Request Body (request form)

In this example, you'll wonder why only request headers, without the request body. This is because the GET request parameter data in the URL, whereas POST request parameters are placed in the Body request.
About the difference between GET and POST requests requests, simply summarize here:

  • GET and POST are the essence of TCP connections, and non-discriminatory. But due to the limitations of the provisions of HTTP and the browser / server, causing them to reflect some differences in the application process.
  • GET request URL has a length limit mass participation, and POST requests no length limit. On the restriction of the URL, more is to limit the browser and the server, inconsistent different URL length limitations of the browser and server.
  • Generating a TCP packet GET, POST generates two TCP packets. Browser requests a TCP connection (the first handshake), after the server confirmation link (second handshake) for the GET request, the browser will http header and data together sent, the server responds 200 (return data); and for POST, the browser to send Header, server response 100 continue, the browser then transmits data, in response to the server 200 ok (return data).
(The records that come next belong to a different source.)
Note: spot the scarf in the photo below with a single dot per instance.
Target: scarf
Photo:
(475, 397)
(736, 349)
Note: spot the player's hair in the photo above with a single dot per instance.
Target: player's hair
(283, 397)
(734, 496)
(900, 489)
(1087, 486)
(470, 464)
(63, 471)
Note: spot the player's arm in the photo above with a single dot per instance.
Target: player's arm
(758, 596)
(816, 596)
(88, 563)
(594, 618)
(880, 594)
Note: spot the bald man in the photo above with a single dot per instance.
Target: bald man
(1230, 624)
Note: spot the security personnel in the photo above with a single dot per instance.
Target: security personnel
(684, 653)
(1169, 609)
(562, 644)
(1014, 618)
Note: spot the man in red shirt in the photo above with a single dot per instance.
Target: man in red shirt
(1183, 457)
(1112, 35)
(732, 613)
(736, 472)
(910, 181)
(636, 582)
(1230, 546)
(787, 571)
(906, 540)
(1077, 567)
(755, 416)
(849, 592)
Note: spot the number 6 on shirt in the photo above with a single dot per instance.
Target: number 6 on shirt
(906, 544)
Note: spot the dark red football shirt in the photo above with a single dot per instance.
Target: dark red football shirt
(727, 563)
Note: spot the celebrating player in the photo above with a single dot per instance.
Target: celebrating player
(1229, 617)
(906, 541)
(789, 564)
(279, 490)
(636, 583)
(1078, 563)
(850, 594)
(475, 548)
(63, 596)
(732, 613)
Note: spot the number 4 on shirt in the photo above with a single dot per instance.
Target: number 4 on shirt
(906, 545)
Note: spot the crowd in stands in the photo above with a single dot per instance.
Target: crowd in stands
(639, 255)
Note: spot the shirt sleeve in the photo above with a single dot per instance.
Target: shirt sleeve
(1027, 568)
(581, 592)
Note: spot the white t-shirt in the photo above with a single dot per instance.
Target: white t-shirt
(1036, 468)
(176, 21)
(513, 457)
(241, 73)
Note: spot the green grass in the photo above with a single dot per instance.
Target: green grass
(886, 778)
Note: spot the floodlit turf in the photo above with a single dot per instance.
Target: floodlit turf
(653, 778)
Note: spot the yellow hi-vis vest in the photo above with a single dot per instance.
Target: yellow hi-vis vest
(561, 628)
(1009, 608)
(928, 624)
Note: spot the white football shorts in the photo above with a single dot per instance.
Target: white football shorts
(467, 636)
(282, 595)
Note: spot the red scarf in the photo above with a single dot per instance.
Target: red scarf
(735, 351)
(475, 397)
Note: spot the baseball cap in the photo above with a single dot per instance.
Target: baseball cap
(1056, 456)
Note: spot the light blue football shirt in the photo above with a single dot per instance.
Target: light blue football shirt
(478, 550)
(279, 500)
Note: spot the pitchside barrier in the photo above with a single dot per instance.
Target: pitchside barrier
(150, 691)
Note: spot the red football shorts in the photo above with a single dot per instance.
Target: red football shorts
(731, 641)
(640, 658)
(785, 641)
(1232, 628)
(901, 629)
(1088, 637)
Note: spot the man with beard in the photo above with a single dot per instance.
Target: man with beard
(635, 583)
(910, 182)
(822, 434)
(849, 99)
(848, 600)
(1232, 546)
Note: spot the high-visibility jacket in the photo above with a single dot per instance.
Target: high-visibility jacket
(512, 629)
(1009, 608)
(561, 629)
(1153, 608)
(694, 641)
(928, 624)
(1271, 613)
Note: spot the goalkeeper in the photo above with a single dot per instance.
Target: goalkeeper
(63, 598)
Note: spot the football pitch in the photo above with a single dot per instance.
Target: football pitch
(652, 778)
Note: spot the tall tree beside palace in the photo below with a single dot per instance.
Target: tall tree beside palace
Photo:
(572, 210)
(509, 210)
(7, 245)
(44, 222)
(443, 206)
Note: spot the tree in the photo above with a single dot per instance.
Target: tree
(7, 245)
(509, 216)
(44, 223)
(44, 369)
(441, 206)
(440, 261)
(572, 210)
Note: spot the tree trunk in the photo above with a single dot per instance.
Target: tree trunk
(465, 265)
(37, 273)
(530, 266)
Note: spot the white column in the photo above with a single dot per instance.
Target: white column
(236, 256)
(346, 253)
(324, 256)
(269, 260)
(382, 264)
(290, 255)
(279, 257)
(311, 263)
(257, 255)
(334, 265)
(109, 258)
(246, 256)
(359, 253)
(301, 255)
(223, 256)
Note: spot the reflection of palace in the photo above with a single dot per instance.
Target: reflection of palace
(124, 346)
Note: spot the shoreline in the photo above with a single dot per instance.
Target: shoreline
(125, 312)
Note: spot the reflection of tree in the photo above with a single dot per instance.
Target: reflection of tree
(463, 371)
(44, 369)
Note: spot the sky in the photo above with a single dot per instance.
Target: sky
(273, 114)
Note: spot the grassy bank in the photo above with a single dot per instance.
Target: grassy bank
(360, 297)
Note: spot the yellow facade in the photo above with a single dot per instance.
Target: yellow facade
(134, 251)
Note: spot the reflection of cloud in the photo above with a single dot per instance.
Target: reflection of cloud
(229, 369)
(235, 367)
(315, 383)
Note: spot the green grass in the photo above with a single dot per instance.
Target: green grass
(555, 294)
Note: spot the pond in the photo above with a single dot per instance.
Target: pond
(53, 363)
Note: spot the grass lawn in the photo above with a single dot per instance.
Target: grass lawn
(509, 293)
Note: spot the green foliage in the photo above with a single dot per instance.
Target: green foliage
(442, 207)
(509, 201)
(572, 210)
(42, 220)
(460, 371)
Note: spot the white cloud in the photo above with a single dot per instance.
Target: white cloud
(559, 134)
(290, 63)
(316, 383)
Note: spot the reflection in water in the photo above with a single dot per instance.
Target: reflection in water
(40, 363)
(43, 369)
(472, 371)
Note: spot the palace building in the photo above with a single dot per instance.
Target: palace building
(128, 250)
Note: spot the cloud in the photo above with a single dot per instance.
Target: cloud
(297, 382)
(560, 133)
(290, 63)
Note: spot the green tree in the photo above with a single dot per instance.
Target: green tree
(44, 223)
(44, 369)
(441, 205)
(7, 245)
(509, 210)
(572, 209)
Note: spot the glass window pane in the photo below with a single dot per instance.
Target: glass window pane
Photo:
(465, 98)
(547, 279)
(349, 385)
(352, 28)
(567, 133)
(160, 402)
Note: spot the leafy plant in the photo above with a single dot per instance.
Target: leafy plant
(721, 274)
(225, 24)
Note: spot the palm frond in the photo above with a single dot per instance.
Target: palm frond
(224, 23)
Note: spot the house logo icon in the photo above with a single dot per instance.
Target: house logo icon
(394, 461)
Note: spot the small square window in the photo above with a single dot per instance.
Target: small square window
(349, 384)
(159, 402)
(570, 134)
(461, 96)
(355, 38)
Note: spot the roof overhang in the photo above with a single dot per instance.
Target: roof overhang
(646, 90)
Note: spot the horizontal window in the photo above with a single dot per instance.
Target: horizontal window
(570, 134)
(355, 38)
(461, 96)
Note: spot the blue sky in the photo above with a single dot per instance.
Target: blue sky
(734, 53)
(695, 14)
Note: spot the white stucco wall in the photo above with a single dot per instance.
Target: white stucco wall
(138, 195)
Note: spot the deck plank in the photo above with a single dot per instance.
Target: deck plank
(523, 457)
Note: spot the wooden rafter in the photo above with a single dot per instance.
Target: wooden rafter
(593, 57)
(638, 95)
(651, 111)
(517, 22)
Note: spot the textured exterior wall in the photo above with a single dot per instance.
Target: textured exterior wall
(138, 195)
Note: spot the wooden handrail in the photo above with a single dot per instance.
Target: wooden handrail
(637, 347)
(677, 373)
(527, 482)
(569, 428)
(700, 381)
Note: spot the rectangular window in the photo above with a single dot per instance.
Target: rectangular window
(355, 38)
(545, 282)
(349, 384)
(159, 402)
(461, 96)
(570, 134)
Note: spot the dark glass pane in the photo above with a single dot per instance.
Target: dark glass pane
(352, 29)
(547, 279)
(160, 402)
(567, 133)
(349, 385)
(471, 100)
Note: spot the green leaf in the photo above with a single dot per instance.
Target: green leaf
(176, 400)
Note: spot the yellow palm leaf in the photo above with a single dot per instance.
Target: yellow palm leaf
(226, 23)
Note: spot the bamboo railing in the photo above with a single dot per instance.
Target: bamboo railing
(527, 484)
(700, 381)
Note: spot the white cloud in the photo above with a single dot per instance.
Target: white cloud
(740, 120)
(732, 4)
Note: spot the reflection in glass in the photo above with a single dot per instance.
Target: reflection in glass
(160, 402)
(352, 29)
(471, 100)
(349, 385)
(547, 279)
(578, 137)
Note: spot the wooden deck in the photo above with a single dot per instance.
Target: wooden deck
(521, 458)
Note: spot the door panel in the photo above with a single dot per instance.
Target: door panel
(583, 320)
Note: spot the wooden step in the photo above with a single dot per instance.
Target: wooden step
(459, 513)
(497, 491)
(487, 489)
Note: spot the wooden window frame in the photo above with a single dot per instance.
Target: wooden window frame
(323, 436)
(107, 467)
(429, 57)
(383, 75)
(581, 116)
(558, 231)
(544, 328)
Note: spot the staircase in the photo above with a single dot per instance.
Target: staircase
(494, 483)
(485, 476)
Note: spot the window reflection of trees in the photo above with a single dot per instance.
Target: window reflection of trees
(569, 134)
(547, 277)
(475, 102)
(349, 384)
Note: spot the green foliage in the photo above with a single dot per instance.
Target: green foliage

Because POST requires two steps, the time to consume a little more, it seems more effective than GET POST.
    It should be emphasized that the transmission Header and Body separate request method is part of the browser or frame, not necessarily POST behavior. Firefox is sent only once.
    According to the research, in the network environment is good, send a packet time difference between time and send the two packets basically ignored. And in the case of poor network environment, TCP packets over the two packet integrity verification, there is great advantage.

HTTP response

Response Status

In response to a variety of state,

  • 1xx message - the server request has been received, processing continues;
  • 2xx Success - the server request has been successfully received, understood and accepted;
  • 3xx Redirection - subsequent operations needed to complete this request;
  • 4xx Request Failure - the request contains lexical error or can not be performed;
  • 5xx Server Error - Server error occurred while processing a request properly.
And in response to the first response member

HTTP response header and the response into the response body. In response header, we need to focus on Set-Cookie, the other server settings Cookie to the local by the sub-segments; in response to the body, we have to climb should be a response (Response under NetWork) URL address of the corresponding, rather than through JS, CSS, and images of the response after rendering (Element).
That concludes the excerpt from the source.